Bila tokoh publik memilih bercerai, hal ini bisa memberikan pesan bahwa perceraian adalah pilihan yang normal dan dapat diterima.
Faktor ekonomi sering menjadi pemicu masalah rumah tangga, bahkan hingga berujung perceraian. Namun, usai pandemi di mana perekonomian mulai bangkit, uniknya angka perceraian justru melonjak.
Statistik 2022 menggambarkan situasi yang mengerikan: 516.344 perceraian, naik 15% dari 447.743 kasus pada 2021. Satu dari empat perceraian disebabkan oleh isu-isu keuangan.
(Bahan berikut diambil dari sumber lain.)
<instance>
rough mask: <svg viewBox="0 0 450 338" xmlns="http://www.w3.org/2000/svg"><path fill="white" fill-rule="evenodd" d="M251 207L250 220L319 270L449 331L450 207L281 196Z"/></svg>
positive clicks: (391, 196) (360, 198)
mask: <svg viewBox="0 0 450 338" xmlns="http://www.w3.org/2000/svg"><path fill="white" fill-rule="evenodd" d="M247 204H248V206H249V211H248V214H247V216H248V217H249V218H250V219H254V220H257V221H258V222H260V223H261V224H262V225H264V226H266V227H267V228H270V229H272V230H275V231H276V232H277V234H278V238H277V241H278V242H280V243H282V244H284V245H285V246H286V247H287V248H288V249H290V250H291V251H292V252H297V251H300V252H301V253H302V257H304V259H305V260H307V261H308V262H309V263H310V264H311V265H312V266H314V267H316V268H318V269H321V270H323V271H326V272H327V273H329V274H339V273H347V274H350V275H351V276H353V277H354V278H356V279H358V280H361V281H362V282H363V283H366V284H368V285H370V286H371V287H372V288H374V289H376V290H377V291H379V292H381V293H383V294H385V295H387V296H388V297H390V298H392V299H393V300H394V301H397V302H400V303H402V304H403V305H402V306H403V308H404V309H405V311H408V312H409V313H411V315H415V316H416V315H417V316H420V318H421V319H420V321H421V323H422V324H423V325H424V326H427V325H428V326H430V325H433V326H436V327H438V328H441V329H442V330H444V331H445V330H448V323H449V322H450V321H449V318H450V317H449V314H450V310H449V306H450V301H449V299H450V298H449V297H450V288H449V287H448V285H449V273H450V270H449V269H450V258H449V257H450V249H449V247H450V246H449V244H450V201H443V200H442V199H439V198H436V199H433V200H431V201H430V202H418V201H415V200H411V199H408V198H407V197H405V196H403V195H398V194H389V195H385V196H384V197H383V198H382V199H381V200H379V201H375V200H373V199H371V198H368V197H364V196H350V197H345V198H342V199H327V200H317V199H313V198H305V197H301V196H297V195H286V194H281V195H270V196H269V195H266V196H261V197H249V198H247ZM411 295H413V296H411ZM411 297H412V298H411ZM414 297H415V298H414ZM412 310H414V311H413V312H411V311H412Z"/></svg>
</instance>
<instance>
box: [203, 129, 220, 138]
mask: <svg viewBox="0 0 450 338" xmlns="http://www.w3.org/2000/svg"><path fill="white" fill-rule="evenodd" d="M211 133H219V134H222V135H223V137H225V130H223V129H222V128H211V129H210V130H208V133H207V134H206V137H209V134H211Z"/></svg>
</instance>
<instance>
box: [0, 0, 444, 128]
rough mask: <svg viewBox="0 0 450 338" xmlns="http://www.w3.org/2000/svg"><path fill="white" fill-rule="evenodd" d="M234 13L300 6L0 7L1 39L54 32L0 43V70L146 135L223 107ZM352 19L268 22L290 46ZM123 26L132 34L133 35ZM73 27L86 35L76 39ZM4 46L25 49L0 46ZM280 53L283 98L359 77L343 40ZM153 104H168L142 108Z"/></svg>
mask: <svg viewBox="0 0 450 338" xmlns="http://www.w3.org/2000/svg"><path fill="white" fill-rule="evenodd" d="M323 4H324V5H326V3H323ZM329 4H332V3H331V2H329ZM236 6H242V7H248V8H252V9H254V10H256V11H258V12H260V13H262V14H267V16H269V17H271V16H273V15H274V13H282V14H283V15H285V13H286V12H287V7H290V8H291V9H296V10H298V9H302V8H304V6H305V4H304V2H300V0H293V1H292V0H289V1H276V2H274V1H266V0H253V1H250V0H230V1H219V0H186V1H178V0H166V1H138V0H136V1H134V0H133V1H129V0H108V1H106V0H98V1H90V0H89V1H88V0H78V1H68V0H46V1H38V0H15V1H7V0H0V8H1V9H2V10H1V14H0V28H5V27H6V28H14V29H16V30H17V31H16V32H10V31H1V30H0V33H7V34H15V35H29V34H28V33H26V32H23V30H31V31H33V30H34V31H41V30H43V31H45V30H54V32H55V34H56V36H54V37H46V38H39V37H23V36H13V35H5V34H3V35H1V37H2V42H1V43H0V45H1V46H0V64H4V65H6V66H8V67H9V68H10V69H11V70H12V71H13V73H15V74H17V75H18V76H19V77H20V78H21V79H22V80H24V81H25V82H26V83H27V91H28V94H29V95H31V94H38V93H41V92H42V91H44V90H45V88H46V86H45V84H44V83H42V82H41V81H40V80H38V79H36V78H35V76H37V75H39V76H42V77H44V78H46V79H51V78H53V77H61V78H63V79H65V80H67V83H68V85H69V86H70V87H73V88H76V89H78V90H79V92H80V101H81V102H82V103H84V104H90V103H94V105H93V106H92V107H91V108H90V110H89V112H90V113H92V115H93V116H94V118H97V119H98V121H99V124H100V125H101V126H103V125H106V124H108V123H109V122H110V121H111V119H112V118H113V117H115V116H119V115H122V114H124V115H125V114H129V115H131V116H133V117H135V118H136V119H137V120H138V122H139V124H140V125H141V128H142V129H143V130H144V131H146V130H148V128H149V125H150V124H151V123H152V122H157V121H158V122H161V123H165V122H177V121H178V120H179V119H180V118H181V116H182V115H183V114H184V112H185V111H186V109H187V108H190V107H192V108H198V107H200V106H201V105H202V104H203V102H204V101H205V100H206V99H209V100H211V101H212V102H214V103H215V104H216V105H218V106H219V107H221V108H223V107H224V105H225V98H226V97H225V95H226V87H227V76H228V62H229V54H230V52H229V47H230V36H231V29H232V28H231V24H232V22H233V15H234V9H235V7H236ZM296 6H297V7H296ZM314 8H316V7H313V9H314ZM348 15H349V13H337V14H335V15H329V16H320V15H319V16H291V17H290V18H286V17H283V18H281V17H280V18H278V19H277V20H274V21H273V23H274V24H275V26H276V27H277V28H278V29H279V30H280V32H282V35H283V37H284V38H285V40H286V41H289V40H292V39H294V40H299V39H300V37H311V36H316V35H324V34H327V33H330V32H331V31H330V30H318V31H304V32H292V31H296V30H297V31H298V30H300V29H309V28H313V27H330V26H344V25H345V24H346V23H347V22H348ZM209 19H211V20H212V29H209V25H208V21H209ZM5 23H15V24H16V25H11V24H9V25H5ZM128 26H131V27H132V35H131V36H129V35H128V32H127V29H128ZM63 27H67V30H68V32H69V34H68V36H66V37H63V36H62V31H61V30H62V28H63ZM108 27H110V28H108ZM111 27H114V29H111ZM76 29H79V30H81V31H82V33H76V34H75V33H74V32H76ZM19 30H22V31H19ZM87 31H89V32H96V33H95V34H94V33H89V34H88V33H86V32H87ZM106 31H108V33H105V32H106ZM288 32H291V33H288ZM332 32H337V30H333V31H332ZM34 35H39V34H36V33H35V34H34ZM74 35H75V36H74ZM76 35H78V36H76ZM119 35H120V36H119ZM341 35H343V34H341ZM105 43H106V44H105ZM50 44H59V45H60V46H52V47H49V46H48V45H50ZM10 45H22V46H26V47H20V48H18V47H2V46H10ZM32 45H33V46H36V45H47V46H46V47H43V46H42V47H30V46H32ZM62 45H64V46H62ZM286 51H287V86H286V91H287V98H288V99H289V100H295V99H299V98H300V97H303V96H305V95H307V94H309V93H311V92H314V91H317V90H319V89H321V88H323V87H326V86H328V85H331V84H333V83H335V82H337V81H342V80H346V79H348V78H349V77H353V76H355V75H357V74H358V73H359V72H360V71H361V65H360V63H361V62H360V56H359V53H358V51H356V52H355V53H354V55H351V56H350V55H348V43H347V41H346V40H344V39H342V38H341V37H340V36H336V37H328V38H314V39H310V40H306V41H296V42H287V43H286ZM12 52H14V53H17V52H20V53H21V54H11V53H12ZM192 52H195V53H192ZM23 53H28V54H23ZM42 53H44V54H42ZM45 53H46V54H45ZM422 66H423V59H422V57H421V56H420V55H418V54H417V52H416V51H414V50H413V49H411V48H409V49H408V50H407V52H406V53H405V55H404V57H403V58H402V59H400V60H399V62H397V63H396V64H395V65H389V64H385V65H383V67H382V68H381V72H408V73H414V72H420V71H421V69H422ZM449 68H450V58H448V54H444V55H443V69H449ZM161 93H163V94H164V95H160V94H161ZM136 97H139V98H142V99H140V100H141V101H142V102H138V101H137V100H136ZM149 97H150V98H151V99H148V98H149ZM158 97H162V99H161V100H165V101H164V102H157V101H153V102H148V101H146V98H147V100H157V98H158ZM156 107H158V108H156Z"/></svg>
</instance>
Angka ini menegaskan bahwa pertumbuhan ekonomi belum sepenuhnya memberikan manfaat untuk semua.
"Pasca pandemi, Indonesia menghadapi sebuah paradoks: perekonomian bangkit, namun angka perceraian meroket. Fenomena ini menyoroti sebuah kontras antara pertumbuhan ekonomi dan keberlanjutan hubungan rumah tangga. Walaupun ekonomi memperlihatkan pemulihan, bukan berarti semua keluarga merasakan keberuntungannya," Pakar Kebijakan Publik UPN Veteran Jakarta, Ekonom & CEO Narasi Institute, Achmad Nur Hidayat.
Lebih lanjut menurut Achmad, tekanan ekonomi yang terus berlarut-larut memicu konflik dalam keluarga. Kesenjangan ekonomi yang jelas antara berbagai kelompok masyarakat memperparah situasi ini. "Meski ekonomi nasional menunjukkan potensi pertumbuhan, banyak keluarga yang masih merasakan ketidakstabilan ekonomi," katanya.
"Tantangan ekonomi yang dialami rumah tangga hanya sebagian dari masalahnya. Perubahan sosial, termasuk penelantaran, kekerasan dalam rumah tangga, dan poligami, menandai keretakan dalam norma-norma sosial kita. Akses mudah ke media sosial dan informasi seringkali mempengaruhi persepsi masyarakat tentang pernikahan dan komitmen," imbuh dia.